An explosion that occurred on Sunday at a cafe in St. Petersburg claimed the life of one of the most well-known and widely read military bloggers and journalists in Russia.
Maxim Fomin, better known by his nickname Vladlen Tatarsky, was giving a discussion when a bomb tore through the arena. The incident occurred when Maxim Fomin was speaking. According to official Russian state media, there have been a total of fifteen additional people injured.
The explosive device, according to the police, was concealed in a statue that held more than two hundred grammes of TNT. There were pictures floating around the internet that showed the blogger being presented with a monument.
With more than 560,000 people following him on Telegram, Fomin was one of the most popular military bloggers in Russia.
His writings were, on several occasions, damning of Russia’s military leadership and the strategy it employed during its invasion of Ukraine.
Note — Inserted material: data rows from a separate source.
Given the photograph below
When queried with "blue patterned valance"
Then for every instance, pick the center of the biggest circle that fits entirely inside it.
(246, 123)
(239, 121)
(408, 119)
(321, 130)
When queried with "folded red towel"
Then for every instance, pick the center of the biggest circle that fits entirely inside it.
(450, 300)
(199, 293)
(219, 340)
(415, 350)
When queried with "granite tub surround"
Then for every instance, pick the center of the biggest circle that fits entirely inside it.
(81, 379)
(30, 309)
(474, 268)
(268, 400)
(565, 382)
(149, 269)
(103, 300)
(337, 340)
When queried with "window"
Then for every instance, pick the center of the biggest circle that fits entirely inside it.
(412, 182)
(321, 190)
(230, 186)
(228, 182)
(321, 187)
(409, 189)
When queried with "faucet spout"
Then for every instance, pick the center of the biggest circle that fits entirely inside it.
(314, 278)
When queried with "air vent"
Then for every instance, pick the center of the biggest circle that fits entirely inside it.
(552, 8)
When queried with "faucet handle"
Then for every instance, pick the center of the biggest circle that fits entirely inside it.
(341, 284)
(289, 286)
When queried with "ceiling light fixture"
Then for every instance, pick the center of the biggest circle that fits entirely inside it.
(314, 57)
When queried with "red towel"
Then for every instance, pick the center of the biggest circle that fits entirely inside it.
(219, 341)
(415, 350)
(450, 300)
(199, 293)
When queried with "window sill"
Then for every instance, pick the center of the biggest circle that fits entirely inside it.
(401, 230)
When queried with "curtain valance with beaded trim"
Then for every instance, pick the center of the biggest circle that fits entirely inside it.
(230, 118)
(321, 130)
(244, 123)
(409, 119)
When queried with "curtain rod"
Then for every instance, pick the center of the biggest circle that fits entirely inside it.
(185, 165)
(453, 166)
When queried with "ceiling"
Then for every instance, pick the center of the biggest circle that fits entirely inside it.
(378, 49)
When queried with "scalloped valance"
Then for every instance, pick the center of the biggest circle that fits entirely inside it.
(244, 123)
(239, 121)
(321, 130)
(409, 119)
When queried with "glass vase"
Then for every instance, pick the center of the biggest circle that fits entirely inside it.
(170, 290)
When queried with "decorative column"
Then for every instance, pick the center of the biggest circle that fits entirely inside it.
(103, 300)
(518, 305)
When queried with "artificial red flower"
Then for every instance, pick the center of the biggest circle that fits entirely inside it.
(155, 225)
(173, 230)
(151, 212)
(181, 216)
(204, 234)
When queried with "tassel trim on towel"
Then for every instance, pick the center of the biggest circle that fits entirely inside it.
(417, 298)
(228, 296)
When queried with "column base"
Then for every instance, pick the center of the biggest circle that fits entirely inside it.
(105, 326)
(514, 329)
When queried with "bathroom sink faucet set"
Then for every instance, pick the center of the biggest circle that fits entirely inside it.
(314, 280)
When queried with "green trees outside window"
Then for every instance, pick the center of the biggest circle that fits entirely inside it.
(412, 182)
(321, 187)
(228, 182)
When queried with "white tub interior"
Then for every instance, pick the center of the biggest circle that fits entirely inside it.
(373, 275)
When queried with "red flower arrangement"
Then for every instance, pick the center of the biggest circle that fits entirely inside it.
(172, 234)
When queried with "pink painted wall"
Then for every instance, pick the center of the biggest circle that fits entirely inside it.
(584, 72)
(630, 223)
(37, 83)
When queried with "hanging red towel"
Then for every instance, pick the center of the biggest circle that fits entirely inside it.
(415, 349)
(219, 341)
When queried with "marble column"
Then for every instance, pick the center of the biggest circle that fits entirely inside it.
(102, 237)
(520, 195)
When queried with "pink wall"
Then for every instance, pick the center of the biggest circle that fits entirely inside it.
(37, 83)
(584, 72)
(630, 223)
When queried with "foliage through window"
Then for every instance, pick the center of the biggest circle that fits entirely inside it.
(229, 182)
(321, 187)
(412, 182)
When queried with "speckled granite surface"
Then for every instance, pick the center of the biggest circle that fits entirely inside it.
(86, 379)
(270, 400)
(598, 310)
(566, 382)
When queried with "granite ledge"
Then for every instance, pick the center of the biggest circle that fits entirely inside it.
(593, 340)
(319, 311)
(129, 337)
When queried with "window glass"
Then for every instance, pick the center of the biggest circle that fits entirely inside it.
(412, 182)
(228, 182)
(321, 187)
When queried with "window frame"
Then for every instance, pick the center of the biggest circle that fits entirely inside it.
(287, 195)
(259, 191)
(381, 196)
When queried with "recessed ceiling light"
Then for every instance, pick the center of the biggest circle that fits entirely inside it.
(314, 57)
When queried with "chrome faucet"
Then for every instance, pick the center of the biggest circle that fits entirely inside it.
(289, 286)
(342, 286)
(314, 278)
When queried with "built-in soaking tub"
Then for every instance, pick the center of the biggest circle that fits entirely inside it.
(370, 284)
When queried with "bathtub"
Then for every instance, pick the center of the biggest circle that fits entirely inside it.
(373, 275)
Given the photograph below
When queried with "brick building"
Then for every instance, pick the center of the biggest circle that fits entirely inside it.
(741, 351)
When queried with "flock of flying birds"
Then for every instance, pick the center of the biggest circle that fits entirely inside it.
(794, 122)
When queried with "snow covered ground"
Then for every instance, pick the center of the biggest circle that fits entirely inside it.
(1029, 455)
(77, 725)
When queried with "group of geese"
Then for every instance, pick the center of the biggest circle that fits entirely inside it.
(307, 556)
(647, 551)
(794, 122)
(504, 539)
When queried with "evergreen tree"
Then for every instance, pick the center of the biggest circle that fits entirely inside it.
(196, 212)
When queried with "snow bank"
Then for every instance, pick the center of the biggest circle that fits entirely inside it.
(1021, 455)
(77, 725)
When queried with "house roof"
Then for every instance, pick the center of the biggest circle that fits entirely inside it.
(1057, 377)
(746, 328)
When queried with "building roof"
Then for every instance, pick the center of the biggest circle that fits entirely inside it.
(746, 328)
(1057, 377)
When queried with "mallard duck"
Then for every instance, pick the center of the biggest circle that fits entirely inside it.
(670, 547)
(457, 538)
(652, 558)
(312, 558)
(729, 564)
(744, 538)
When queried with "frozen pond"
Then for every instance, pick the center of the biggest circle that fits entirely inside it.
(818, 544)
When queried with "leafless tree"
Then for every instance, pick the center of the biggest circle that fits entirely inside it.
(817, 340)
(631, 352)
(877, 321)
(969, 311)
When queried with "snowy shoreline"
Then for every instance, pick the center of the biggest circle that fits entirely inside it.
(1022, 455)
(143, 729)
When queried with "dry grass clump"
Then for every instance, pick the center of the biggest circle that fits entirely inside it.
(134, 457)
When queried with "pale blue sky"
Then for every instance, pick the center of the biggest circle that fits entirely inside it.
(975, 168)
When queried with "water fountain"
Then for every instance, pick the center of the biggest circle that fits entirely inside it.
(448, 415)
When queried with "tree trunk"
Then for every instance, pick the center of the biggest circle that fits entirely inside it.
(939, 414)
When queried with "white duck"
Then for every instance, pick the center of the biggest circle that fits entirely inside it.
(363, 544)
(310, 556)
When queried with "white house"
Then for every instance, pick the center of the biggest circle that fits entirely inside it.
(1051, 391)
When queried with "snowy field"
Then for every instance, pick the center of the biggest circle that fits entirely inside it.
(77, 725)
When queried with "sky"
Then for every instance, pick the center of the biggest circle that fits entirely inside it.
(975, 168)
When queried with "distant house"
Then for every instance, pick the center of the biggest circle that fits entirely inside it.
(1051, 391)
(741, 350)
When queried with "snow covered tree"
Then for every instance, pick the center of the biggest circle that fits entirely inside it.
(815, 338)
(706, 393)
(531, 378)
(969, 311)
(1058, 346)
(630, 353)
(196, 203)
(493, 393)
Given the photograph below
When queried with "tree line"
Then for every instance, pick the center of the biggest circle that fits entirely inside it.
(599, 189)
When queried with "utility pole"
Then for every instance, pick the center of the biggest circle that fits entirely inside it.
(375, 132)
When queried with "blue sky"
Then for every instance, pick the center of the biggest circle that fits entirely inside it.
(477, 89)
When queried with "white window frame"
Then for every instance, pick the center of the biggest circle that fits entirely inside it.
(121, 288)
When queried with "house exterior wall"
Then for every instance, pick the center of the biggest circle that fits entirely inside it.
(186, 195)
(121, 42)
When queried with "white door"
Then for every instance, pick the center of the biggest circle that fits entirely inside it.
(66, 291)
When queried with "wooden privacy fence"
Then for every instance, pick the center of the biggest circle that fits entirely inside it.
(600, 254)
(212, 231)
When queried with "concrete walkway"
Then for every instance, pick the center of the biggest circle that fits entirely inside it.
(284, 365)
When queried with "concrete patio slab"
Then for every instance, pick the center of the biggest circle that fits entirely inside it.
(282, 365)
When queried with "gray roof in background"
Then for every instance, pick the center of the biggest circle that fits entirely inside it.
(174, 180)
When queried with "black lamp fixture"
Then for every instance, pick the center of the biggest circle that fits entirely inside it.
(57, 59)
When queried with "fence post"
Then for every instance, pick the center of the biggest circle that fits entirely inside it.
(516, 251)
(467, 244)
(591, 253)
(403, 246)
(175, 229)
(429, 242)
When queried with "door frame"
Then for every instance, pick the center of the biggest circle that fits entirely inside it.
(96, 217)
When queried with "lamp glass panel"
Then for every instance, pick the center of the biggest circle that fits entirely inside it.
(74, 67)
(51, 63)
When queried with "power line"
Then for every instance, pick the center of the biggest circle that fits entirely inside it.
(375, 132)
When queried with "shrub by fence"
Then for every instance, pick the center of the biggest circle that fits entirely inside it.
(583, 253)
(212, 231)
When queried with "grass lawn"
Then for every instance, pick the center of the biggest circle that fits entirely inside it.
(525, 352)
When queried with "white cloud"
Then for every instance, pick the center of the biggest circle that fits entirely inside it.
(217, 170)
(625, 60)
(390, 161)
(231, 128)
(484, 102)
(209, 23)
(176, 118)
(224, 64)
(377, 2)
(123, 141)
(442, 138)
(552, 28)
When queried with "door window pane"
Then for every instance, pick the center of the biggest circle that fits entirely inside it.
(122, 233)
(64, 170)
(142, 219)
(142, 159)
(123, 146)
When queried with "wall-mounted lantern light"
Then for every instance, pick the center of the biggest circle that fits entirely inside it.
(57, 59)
He was also a fanatical nationalist, and the following statement he made at a reception in the Kremlin encapsulates his perspective on the war: “We’ll conquer everyone, we’ll slaughter everyone, we’ll rob anyone we need to, and everything will be just how we like it.”
— Kevin Rothrock (@KevinRothrock) April 2, 2023
On September of 2016, he was one of hundreds of people who attended a spectacular ceremony at the Kremlin to announce Russia’s annexation of four partially occupied areas of Ukraine. This was a move that the majority of countries at the United Nations denounced as unlawful.
According to a website based in St. Petersburg, the explosion took place at a coffee shop that had previously been owned by Yevgeny Prigozhin, the founder of the Wagner private army, which is currently fighting for Russia in Ukraine.
No person or organisation has come forward to claim responsibility for the explosion. If there is evidence that Mr. Fomin was the intended target, then this would be the second time that a figure connected to the conflict in Ukraine has been murdered on Russian soil.
In August of last year, Russia’s Federal Security Agency accused Ukraine’s secret services of carrying out a vehicle bomb assault in Moscow that resulted in the death of Darya Dugina, the daughter of an ultra-nationalist. President Vladimir Putin described the act as “evil.” Ukraine denied participation.